Akademik Veri Yönetim Sistemi
ENVIRONMENTAL TECHNOLOGY & INNOVATION, cilt.41, 2026 (SCI-Expanded, Scopus)
Biobutanol is a promising biofuel alternative that addresses the energy crisis and reduces the environmental impact of fossil fuels. This study investigates the metabolic potential of Bacillus anthracis 3B1, isolated from rice cultivated under the system of rice intensification (SRI). As a facultative anaerobe, Bacillus anthracis 3B1 may offer greater metabolic flexibility and higher tolerance to butanol compared to strictly anaerobic Clostridium. Further gene annotation revealed that the genome of B. anthracis 3B1 lacks virulence genes such as pag, cya, and lef, indicating that the strain is non-virulent. The study integrates descriptive, exploratory, and experimental approaches by combining whole genome sequencing with the screening of various fermentation factors to optimize biobutanol yields and fermentation efficiency, supporting its application in sustainable bioenergy solutions. Functional genome analysis revealed key genes and enzymes involved in butanol biosynthesis. Annotation using the Rapid Annotations using Subsystems Technology (RAST) platform identified a butanol biosynthesis subsystem.
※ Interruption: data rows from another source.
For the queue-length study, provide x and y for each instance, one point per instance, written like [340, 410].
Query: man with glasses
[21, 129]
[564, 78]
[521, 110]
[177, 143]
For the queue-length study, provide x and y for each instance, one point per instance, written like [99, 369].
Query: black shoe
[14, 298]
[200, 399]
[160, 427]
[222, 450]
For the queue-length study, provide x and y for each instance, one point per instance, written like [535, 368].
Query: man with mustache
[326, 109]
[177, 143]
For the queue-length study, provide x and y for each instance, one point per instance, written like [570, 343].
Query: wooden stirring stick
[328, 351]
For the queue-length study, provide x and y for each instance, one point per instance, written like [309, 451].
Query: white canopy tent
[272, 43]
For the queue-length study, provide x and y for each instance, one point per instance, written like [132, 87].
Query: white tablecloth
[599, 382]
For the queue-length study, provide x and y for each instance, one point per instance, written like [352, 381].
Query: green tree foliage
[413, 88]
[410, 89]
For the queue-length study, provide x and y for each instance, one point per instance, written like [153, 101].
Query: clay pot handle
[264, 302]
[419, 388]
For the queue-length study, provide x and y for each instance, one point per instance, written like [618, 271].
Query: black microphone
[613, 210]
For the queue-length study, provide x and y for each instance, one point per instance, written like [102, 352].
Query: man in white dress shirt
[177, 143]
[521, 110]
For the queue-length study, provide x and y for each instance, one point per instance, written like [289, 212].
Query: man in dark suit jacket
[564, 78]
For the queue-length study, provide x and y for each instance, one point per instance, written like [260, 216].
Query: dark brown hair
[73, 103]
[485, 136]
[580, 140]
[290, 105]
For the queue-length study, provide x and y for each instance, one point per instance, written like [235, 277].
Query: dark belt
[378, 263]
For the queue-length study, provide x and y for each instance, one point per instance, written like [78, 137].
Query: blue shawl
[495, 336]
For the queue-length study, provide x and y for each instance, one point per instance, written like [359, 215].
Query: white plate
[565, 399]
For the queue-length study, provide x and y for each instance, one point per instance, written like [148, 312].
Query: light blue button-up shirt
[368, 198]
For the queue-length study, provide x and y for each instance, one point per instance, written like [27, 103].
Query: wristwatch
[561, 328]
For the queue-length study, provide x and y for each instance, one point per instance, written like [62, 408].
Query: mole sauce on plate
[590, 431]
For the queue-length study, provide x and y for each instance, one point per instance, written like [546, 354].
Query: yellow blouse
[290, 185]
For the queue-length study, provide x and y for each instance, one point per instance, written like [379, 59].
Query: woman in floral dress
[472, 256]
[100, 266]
Further functional annotation through Clusters of Orthologous Groups (COG), Gene Ontology (GO), and the Kyoto Encyclopedia of Genes and Genomes (KEGG) via eggNOG-mapper indicated the presence of genes encoding butanol-related enzymes, although KEGG analysis suggested an incomplete pathway. Despite these genomic indicators, no butanol was detected under the tested fermentation conditions. However, the strain produced metabolites such as propanol, ethanol, acetoin, carbon dioxide, and acetic acid. Fermentation experiments showed up to 72.57 % glucose consumption and a 0.5 pH drop, indicating active metabolism. These findings suggest that optimizing fermentation or metabolic engineering may be needed to realize B. anthracis 3B1 butanol potential.